When selecting the best filament for your 3D printer, you must consider various factors affecting your print quality and project success. This section will guide you through the process by discussing the following topics:

Compatibility with FDM 3D Printers

First and foremost, ensure that the filament you choose is compatible with your 3D printer. Fused Deposition Modeling (FDM) printers are the most common and accessible type, typically using materials such as PLA, ABS, and PETG.

Nearly every 3D printer is compatible with printing PLA filament. But advanced materials like PETG, ABS, and nylon require specific nozzle and bed temperatures to print.

Many 3D printers, like the Ender 3, can be upgraded to support more difficult filaments.

It’s important to check your printer’s specifications, as it may not support every filament.

Filament Diameter

Filaments come in two standard diameters: 1.75mm and 2.85mm.
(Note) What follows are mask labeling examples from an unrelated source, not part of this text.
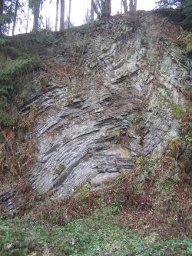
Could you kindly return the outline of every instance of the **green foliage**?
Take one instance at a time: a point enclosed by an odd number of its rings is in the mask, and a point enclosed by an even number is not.
[[[186,142],[192,142],[192,138],[188,135],[184,136],[184,140]]]
[[[9,65],[0,71],[1,81],[13,81],[16,76],[21,75],[25,72],[28,72],[31,69],[40,67],[38,60],[34,58],[28,59],[17,59],[12,62]]]
[[[192,32],[184,32],[179,38],[181,43],[181,46],[184,47],[185,53],[187,55],[192,55]],[[190,61],[188,62],[190,62]],[[187,63],[189,68],[190,67],[190,63]]]
[[[0,42],[0,53],[5,58],[5,64],[2,64],[0,68],[0,125],[8,127],[16,123],[18,116],[17,107],[20,107],[18,102],[23,101],[22,97],[25,85],[21,79],[32,70],[40,68],[41,62],[38,58],[12,46],[9,40],[2,38]]]
[[[147,171],[151,168],[154,168],[157,165],[157,159],[152,157],[139,158],[136,161],[137,169],[140,171]]]
[[[0,38],[0,46],[5,45],[10,42],[10,40],[5,38]]]
[[[60,226],[28,218],[2,220],[0,254],[25,256],[36,251],[42,254],[47,246],[55,256],[191,255],[191,240],[163,241],[157,233],[139,233],[125,224],[119,226],[113,208],[97,210],[89,217]],[[25,247],[21,248],[21,244]]]
[[[181,22],[184,28],[191,29],[192,28],[192,2],[191,0],[184,0],[184,13],[185,15],[184,20]]]

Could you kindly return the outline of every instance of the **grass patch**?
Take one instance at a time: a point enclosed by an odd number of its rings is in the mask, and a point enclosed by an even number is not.
[[[51,255],[190,255],[192,241],[163,241],[157,233],[133,231],[117,224],[113,208],[95,211],[65,225],[49,225],[30,219],[0,221],[2,255],[42,253]]]

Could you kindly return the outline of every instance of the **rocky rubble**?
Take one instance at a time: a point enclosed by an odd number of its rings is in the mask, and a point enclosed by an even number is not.
[[[177,31],[160,14],[138,12],[55,34],[23,108],[38,114],[34,188],[55,198],[86,182],[95,189],[133,171],[136,157],[161,156],[179,136],[171,102],[184,106],[189,81],[180,48],[164,32],[167,22]]]

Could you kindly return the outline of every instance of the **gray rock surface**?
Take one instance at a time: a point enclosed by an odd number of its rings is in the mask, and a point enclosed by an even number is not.
[[[55,34],[34,81],[39,89],[23,109],[38,112],[34,188],[58,198],[85,182],[99,186],[133,171],[137,156],[161,156],[179,136],[170,103],[184,105],[187,75],[165,22],[141,12]]]

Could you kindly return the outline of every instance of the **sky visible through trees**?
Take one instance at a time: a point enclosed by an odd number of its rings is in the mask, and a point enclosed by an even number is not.
[[[137,10],[151,10],[155,8],[155,1],[157,0],[137,0]],[[45,28],[46,24],[51,30],[55,30],[55,16],[56,16],[56,0],[46,1],[42,6],[40,15],[43,17],[40,22],[41,28]],[[65,13],[68,13],[68,0],[65,0]],[[73,25],[80,25],[85,22],[85,14],[87,9],[91,8],[90,0],[72,0],[71,1],[71,22]],[[121,0],[113,0],[111,2],[112,15],[115,15],[118,12],[121,12]],[[59,10],[60,12],[60,10]],[[28,10],[25,10],[27,14]],[[15,28],[15,34],[24,33],[26,32],[24,22],[22,22],[22,15],[19,14],[22,25],[20,22],[18,22],[18,25]],[[22,25],[23,23],[23,25]],[[31,31],[33,25],[33,15],[29,15],[29,24],[28,28],[28,32]]]

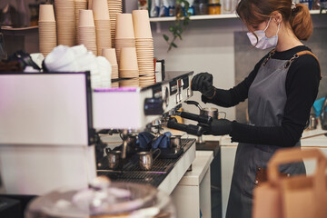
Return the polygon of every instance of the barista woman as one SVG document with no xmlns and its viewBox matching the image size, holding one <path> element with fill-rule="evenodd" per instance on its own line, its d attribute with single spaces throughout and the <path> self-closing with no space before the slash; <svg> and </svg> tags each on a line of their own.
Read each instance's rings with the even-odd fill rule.
<svg viewBox="0 0 327 218">
<path fill-rule="evenodd" d="M 317 58 L 300 41 L 312 33 L 307 6 L 292 0 L 241 0 L 236 11 L 252 45 L 273 49 L 233 88 L 215 88 L 213 75 L 201 73 L 193 77 L 192 89 L 203 94 L 203 102 L 223 107 L 248 98 L 250 124 L 214 120 L 206 134 L 230 134 L 239 143 L 226 217 L 251 218 L 256 173 L 267 167 L 276 150 L 301 146 L 321 72 Z M 303 163 L 280 170 L 291 175 L 305 173 Z"/>
</svg>

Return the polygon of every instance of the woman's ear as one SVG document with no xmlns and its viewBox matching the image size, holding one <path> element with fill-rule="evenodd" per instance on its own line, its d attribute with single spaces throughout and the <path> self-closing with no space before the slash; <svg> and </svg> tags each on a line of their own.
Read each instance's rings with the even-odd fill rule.
<svg viewBox="0 0 327 218">
<path fill-rule="evenodd" d="M 281 13 L 279 12 L 273 12 L 272 15 L 272 21 L 275 22 L 276 24 L 282 24 L 282 15 Z"/>
</svg>

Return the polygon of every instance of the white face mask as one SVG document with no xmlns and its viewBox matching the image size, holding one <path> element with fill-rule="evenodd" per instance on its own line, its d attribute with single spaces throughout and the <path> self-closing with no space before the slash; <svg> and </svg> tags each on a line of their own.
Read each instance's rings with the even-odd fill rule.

Choose the diameter that matches your 3D printer specifications and nozzle size to avoid potential issues.

Purchasing filament with a diameter that matches your nozzle size is crucial since it affects the extrusion process and overall print quality.

Heated Bed Requirements

Some materials, like ABS and PETG, require a heated bed to enhance adhesion and prevent warping.

Most new 3D printers provide heated beds. So it’s not a problem for most people.

But it is important if you’re working with a printer that doesn’t offer a heated bed.

Budget and Quality Considerations

Keep your budget in mind when choosing filament, as prices can vary significantly depending on material type. While higher-priced filaments tend to be more consistent and reliable, plenty of affordable options also offer excellent-quality prints.

Always consider weighing price against performance when making your decision.

Print Quality and Post-Processing

Different filaments yield varying print qualities and require distinct post-processing techniques. For example, PLA often produces smooth prints with minimal post-processing. ABS, on the other hand, can be smoothed using acetone vapor.

Exotic filaments like wood and metal require some post-processing for a lifelike appearance.

The amount of post-processing required is an important consideration. Do you want your prints to look and feel great right off the bed? Or are you ok doing some post-processing work to get a top-quality part?